La richiesta di archiviazione. Il G8 che si svolse a Genova nel 2001 è tristemente noto per la morte di Carlo Giuliani e per gli episodi di violenza che avvennero nella scuola Diaz e nella caserma di Bolzaneto, trasformatesi in luoghi di tortura. In realtà, in quei giorni, il capoluogo ligure fu teatro di una vera e propria guerriglia urbana, con moltissimi scontri ed episodi dubbi. Nei giorni che seguirono il meeting internazionale, oltre 200 manifestanti presentarono denunce, dichiarando di aver subito dalle forze dell’ordine pestaggi, arresti ingiustificati o altre violazioni di diritti. Oggi i pm incaricati di far luce su quegli episodi chiedono di “non decidere”, di archiviare i fascicoli senza avviare nemmeno l’istruttoria.
Violenza di strada. Patrizia Petruzziello, Francesco Cardona Albini e Vittorio Ranieri Miniati sono tre dei quattro magistrati che, in questi dodici anni, si sono occupati dei processi sul G8 di Genova, Diaz e Bolzaneto in testa. Sono loro stessi ad aver chiesto di procedere all’archiviazione delle 222 denunce per “violenza di strada”. Se la richiesta verrà accettata nessuno saprà mai la verità su un altro importante capitolo di ciò che avvenne a Genova nell’estate 2001. Sono pochissimi, infatti, i casi di questo genere arrivati a sentenza. E’ accaduto, ad esempio, per un episodio avvenuto a piazza Manin: 4 poliziotti sono stati condannati per aver arrestato illegalmente due studenti spagnoli. Nell’ambito dello stesso procedimento, un quinto poliziotto è stato condannato per falsa testimonianza.

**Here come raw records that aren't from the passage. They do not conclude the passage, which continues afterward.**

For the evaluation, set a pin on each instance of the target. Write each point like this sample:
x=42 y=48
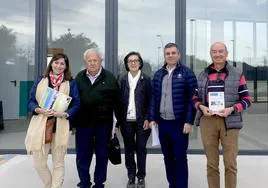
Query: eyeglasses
x=133 y=61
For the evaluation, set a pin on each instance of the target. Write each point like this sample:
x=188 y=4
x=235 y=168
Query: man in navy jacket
x=172 y=109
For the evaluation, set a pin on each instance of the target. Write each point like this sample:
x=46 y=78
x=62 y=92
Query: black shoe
x=141 y=183
x=79 y=185
x=131 y=183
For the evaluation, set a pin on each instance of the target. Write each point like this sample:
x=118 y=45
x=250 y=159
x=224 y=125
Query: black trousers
x=135 y=140
x=88 y=141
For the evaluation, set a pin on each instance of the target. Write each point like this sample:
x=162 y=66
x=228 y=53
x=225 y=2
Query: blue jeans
x=135 y=140
x=174 y=145
x=87 y=141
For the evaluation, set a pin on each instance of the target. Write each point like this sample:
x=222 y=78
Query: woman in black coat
x=136 y=96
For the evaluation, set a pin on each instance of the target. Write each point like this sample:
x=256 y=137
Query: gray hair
x=94 y=50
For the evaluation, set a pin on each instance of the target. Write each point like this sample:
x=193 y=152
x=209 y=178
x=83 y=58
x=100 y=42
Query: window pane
x=17 y=29
x=74 y=27
x=145 y=26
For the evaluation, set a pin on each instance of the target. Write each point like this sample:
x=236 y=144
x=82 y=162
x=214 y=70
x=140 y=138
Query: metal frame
x=40 y=55
x=111 y=36
x=111 y=52
x=180 y=27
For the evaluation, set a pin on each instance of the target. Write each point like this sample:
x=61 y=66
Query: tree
x=74 y=46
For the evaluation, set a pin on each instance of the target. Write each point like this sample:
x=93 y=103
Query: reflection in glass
x=75 y=27
x=145 y=27
x=17 y=35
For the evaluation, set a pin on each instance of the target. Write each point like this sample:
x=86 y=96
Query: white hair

Un’archiviazione evitabile. Con l’archiviazione chiesta dai magistrati, però, molti altri casi simili rischiano l’oblio. Ma perchè si è arrivati a questo punto, dodici anni dopo i fatti? Sono gli stessi pm a rispondere alla domanda: carico di lavoro sproporzionato rispetto alle forze messe in campo dalla macchina della giustizia. Il pool chiamato ad occuparsi di queste 200 denunce, infatti, è lo stesso che si è occupato dell’istruttoria dei casi Diaz e Bolzaneto. Processi che hanno richiesto sforzi notevoli, per la loro complessità e delicatezza, e durante i quali i magistrati si sono dovuti anche far carico di attività di indagine solitamente in mano alla polizia giudiziaria. Tutto ciò gli ha impedito di dedicarsi anche agli altri casi di violenza urbana. E’ così che adesso si trovano costretti a chiedere l’archiviazione, suscitando l’indignazione dei denuncianti e dei loro avvocati, che dopo oltre un decennio di attesa rischiano di ritrovarsi con un nulla di fatto. L’impressione è che, se già nel 2001 si fosse provveduto a ripartire i fascicoli processuali in maniera diversa, evitando di sovraccaricare pochi magistrati, non si sarebbe arrivati a questo punto.
La sentenza su “Bolzaneto”. Tornano così ad accendersi i riflettori sui tragici fatti di Genova, una ferita ancora aperta. E tornano ad accendersi proprio a ridosso di un’altra data importante. Il 14 giugno, infatti, è attesa la pronuncia della Cassazione per le violenza avvenute nella caserma di Bolzaneto. Un processo che conta ben 250 parti offese e 44 condannati in secondo grado. Se la Corte Suprema dovesse confermare la sentenza di appello le pene inflitte agli imputati risulterebbero coperte da indulto, ma scatterebbero comunque la responsabilità civile (quindi i risarcimenti alle vittime) e i provvedimenti disciplinari a carico di poliziotti e medici.